Toward a novel understanding of clonal network organisms The discovery of a novel microbiota heritability mechanism deeply impacts our understanding of plant phenotype and evolution. Not only plants can be considered as holobionts but the structure of clonal plants in network connecting clonal ramets extends the holobiont concept to a more complex scale that we have called the meta-holobiont (article IV ). The clonal network allows indeed the dynamic sharing of microorganisms between ramets. Different holobionts are connected in clonal network allowing them to exchange of part of their hologenome. The network thus constitutes an additional level on which selection can act. Selection can act on the phenotype of the individual holobiont or on the phenotype of the network. In addition, these two levels of organization are intricated because the fitness of one member of the network could effect the fitness of the whole network.

This idea could be extended to other clonal networks as soon as organisms can be shared within the network. Future research are needed on clonal organisms in order to determine whether such structure happens to exist in other organisms or if the meta-holobiont only fits for clonal plants. Even if the meta-holobiont theory developped herein (Article V ) cannot be extended to other organisms, we emphasize the suitability of the clonal plant model (and thus the meta-holobiont) for the study of microbiota assembly in the context of complex organisms.

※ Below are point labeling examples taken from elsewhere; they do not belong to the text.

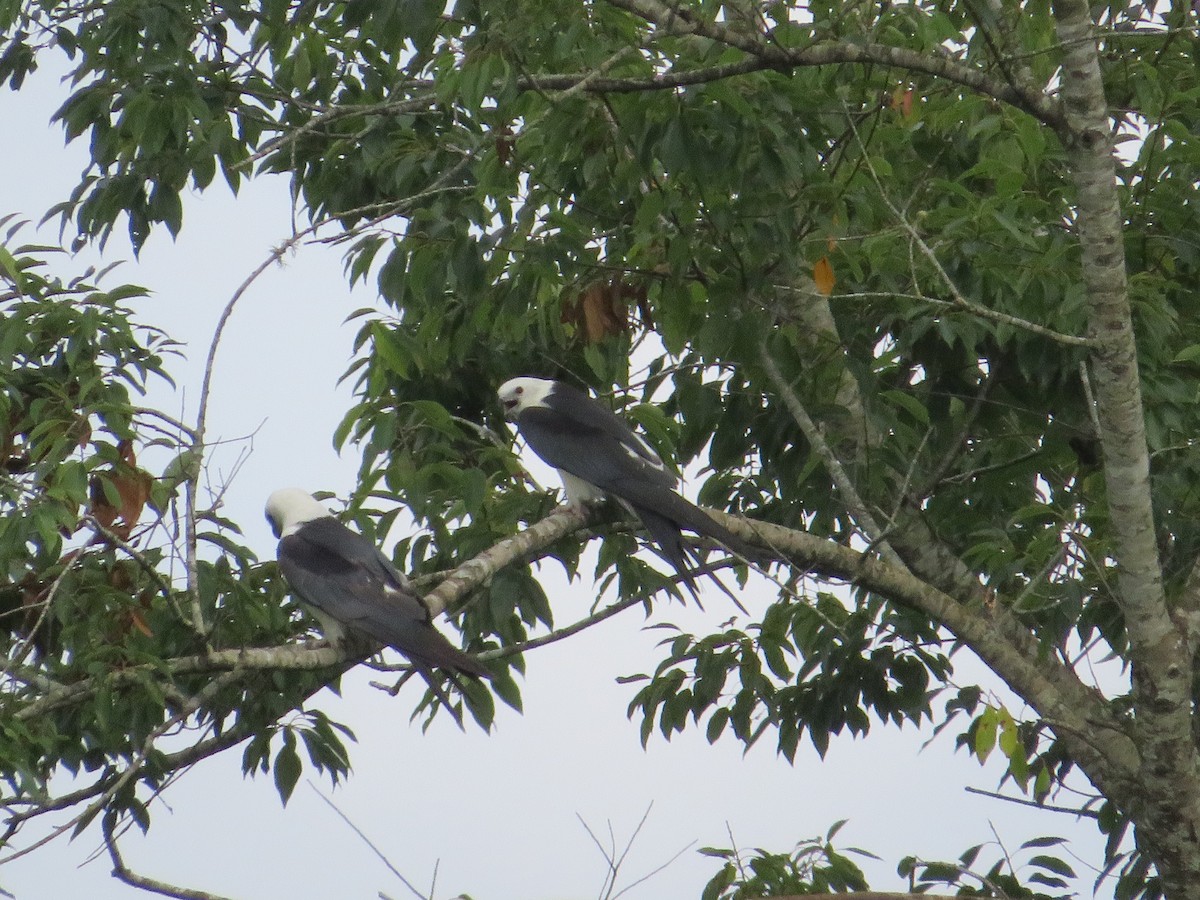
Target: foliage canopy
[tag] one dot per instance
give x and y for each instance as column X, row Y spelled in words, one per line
column 910, row 282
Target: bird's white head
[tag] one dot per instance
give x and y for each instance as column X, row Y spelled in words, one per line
column 521, row 394
column 289, row 508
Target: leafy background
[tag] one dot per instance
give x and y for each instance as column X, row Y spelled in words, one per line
column 571, row 753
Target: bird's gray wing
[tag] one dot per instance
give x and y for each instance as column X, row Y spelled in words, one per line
column 575, row 437
column 587, row 413
column 346, row 576
column 587, row 445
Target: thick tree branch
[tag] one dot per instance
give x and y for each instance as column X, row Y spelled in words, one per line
column 675, row 21
column 991, row 631
column 1169, row 799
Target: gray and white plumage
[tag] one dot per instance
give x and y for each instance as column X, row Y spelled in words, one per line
column 597, row 454
column 352, row 587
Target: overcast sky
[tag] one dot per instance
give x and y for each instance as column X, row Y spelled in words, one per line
column 499, row 814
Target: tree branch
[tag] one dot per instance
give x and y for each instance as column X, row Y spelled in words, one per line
column 678, row 22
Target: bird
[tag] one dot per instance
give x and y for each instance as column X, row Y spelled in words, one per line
column 598, row 455
column 352, row 588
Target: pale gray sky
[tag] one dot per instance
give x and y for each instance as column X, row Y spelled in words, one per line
column 499, row 810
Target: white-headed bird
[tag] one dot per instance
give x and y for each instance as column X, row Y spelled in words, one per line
column 598, row 455
column 352, row 587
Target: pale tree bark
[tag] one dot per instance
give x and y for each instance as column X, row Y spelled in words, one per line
column 1167, row 803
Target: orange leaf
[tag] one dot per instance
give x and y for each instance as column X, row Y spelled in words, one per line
column 822, row 274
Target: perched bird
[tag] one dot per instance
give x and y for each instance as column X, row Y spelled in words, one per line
column 598, row 455
column 351, row 587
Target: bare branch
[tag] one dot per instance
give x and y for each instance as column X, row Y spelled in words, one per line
column 870, row 528
column 123, row 873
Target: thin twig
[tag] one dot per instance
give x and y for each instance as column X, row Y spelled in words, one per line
column 366, row 840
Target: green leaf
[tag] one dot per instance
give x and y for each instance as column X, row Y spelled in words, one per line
column 287, row 768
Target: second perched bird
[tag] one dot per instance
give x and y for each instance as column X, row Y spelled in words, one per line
column 598, row 455
column 351, row 586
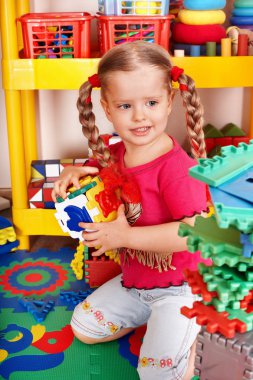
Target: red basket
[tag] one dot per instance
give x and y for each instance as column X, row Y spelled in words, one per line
column 115, row 30
column 56, row 35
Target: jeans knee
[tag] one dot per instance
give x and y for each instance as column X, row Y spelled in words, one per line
column 85, row 339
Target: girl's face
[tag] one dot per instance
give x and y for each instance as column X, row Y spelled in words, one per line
column 138, row 104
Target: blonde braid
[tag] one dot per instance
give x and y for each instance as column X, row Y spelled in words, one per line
column 194, row 116
column 89, row 128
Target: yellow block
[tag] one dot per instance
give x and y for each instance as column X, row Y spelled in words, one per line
column 189, row 17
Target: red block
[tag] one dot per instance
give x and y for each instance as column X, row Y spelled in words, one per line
column 209, row 144
column 101, row 271
column 223, row 141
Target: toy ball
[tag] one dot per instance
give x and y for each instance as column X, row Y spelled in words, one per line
column 144, row 8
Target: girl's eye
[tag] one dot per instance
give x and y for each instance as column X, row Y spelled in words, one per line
column 152, row 103
column 124, row 106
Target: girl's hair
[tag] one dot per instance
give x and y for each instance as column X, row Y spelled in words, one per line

183 The role of the meta-holobiont in determining microorganisms dispersal and plant fitness in natural ecosystem is a major perspective. Especially, in the context of plant community, transmission and filtration mechanisms in the meta-holobiont could impact the dispersal of beneficial symbionts in the environment. If the meta-holobiont is able to selectively facilitate the spreading of the most useful microorganisms within the plant community it could impact the microbiota assembly of the whole plant community.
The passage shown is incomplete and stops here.